Making a case for Coaching

Open letter to the Minister of Education and Inspector General of Police

Honourable Minister and IGP,

Recent media reports indicate that a number of teachers, including a head teacher, have been interdicted over coaching. Indeed, cases, and threats, against coaching have been so numerous in the media that one is tempted to think of the practice as unconditionally bad. Unfortunately, most editorials on the practice are not sufficiently cognisant of the cogency of the circumstances that have necessitated it. This, therefore, is to write in defence so that it will be clear, especially to the sceptics, that coaching is a contemporary educational need — especially at such a time when students’ holidays are here and it is time for coaching.

Bad Law

My initial thoughts are that your anti-coaching attitude is consequent upon the law, criminalising the practice, which is unfortunate because the law is bad— for, contrary to the basic qualities of good laws, it is not necessary, comprehensively definitive, just and, consequently, (effectively) enforceable as I will illustrate shortly.

Coaching is the giving of students extra teaching. This is why I am yet to be convinced on the necessity of a law, and policemen hours, against it. Moreover there are various school typologies: day, boarding, evening, weekend etc. I dare you to draw a line between teaching and extra teaching. In many boarding schools there are night lessons (extras); similarly, well-heeled parents, including officers of your departments, hire teachers to offer extra lessons to their children in the privacy of their homes and the law is quiet.
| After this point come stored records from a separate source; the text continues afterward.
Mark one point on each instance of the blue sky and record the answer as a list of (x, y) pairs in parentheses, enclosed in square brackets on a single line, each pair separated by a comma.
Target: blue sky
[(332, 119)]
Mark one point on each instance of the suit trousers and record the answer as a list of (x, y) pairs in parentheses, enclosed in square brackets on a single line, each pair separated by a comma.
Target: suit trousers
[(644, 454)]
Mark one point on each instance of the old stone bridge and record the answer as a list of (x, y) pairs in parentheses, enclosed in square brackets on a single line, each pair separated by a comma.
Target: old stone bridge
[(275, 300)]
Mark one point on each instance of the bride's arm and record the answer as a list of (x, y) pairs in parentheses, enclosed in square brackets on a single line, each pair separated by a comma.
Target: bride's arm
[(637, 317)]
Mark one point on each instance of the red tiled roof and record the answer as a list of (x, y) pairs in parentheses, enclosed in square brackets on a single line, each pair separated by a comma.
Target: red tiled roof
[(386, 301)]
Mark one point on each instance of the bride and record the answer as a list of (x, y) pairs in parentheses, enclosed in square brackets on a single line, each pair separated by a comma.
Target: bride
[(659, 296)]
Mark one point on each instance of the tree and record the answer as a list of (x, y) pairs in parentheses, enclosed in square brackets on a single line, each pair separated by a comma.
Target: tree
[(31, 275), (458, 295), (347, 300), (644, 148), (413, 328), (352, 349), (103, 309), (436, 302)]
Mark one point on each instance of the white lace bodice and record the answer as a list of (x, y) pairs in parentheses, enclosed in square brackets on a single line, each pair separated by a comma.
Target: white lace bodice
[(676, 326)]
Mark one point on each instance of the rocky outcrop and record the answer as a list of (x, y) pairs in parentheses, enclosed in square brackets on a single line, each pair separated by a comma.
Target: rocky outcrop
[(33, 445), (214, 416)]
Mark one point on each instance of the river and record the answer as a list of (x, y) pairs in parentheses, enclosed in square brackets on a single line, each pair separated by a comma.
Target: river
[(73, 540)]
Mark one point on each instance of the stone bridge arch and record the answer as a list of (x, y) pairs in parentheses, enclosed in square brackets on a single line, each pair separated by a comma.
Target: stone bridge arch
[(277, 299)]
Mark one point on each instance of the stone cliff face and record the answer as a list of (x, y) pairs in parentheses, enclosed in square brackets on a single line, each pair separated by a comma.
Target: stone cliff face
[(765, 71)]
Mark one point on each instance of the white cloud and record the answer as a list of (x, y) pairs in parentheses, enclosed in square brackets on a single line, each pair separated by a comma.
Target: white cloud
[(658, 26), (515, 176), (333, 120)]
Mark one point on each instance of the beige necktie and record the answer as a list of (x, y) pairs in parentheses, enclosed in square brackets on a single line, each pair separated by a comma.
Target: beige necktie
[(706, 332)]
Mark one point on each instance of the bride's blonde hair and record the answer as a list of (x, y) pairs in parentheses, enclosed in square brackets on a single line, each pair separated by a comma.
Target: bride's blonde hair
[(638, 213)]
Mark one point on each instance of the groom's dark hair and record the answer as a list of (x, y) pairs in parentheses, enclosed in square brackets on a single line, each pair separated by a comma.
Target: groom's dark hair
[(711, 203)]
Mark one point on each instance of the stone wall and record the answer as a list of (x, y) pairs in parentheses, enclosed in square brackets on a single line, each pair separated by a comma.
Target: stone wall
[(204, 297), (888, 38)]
Where then is justice in the same law when it criminalises the act of a day school calling in its students for holiday lessons and that of students choosing to see a teacher at such a time and place that they find appropriate, often with the informed support of the parents?
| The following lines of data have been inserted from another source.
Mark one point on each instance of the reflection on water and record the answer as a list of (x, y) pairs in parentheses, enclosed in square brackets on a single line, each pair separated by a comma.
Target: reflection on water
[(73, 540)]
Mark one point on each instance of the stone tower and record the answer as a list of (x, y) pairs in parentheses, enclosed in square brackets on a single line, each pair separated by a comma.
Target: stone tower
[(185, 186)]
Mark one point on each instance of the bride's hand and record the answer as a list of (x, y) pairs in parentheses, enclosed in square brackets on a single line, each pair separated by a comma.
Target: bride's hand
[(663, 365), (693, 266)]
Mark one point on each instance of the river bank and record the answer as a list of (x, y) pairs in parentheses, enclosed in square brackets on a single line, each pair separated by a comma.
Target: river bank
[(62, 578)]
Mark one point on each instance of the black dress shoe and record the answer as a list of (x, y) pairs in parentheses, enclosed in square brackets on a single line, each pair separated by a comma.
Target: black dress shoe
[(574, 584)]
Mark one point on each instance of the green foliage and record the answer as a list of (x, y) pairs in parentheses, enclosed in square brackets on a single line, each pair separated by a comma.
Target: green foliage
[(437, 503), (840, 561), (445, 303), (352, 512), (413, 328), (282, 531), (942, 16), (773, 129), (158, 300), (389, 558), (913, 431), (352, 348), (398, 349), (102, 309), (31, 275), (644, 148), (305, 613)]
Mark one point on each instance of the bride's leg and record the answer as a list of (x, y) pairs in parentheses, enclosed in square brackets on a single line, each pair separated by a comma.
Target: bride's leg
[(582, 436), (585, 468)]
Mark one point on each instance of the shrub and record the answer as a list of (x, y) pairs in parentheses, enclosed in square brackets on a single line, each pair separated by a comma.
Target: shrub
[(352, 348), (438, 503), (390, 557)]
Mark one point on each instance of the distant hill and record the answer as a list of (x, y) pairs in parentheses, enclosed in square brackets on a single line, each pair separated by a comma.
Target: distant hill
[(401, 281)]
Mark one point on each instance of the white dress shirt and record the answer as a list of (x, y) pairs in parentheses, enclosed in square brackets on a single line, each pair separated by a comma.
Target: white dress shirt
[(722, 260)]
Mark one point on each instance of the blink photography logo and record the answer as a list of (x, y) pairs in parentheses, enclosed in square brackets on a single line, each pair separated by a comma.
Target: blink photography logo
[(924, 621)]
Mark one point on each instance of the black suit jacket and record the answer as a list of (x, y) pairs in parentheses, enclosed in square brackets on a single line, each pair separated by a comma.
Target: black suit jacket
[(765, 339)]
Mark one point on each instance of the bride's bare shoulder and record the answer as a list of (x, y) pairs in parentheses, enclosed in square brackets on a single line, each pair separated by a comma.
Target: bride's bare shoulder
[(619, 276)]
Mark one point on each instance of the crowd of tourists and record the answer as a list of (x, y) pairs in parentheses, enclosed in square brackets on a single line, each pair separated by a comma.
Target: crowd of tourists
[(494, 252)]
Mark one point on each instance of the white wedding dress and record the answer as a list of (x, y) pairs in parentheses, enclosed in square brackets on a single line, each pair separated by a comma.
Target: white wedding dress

That coaching is bad is a famed but, unfortunately, rhetorical allegation. In fact, it may be argued that it is good because it: 1) increases guided-study time 2) allows more student-centred instruction, which is dwindling in the institutionalised classroom and 3) accesses many learners the teaching of upscale teachers, including UNEB setters and markers, they otherwise could not have accessed. I am, therefore, afraid that the anti-coaching law is based on myths rather than truths.
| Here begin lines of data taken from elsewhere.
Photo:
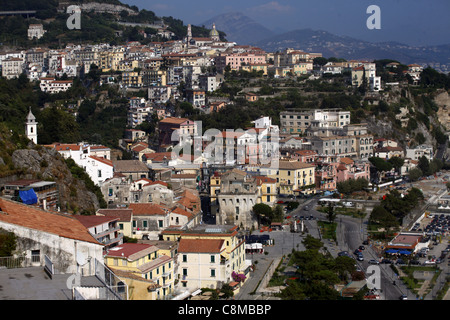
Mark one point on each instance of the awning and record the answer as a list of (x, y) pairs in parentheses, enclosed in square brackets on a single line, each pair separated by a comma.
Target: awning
[(28, 196)]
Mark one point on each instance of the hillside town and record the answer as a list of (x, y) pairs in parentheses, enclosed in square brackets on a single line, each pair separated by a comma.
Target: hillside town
[(184, 214)]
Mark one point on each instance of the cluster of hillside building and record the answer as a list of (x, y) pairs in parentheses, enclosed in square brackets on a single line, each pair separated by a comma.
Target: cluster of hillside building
[(158, 198)]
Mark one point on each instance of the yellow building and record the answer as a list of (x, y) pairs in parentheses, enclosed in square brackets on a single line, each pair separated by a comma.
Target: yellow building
[(267, 190), (255, 67), (214, 187), (208, 255), (294, 177), (125, 219), (132, 79), (132, 262), (127, 65), (109, 60)]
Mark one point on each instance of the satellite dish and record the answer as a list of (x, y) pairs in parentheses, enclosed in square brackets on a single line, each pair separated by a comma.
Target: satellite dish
[(81, 260)]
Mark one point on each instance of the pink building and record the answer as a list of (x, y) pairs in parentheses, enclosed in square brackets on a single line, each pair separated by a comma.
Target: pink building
[(236, 60), (350, 169)]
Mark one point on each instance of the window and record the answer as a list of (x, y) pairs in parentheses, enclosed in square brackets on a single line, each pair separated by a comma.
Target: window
[(35, 255)]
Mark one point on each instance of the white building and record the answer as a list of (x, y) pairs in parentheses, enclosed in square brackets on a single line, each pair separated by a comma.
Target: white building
[(31, 127), (95, 160), (420, 151), (51, 85), (35, 31), (12, 67), (66, 243)]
Myths and Truth about Coaching

Coaching makes teachers reluctant to teach well in the main stream classes. Irrespective of the true worth of this allegation, even education management novices discern that it suffices to set nonnegotiable performance targets for the teachers.

Coaching gives some students an unfair advantage. So be it, the way some students have text books that others do not have. In education, coaching — at home or otherwise — is a synonym of going the proverbial extra mile, a point on which we ought to be agreed.

Coaching is characteristically spoon-feeding. This is not as problematic as we are being caused to believe, especially because we are not clear on the gap between teaching and spoon feeding and which of the two the schools themselves are doing and with what results. We are, however, clear that whether we teach or coach, it is the same syllabus hence, the end justifies the means.

Products of coaching fail to cope with higher education. Substantiating this necessitates statistics on higher education failure rates that incriminate coaching. Otherwise, having been coaching since nursery did not keep me from earning a good degree.

Coachers are extortionists. One wonders what is wrong with a teacher offering to give (optional) extra lessons to a few students during the holidays at a fee. If it is okay for us to pay to talk to doctors, why not pay to talk to teachers?

Coaching deprives learners rest. Whereas it is agreeable that learners need a break off school work, themselves and their parents are the best judges of when to take this break. You may realise that while you can try to bar teachers from coaching, you cannot stop students who choose to spend the entire evening or holiday buried in their books.

Implicating the system

That coaching is a necessary condition for exhausting the ever widening syllabi is a truism. It is my prayer, therefore, that you either encourage the practice (and possibly allow for registration of coachers in accordance with relevant laws) or introduce a system in which teaching is clearly distinguished from extra teaching and the later is not a condition for success.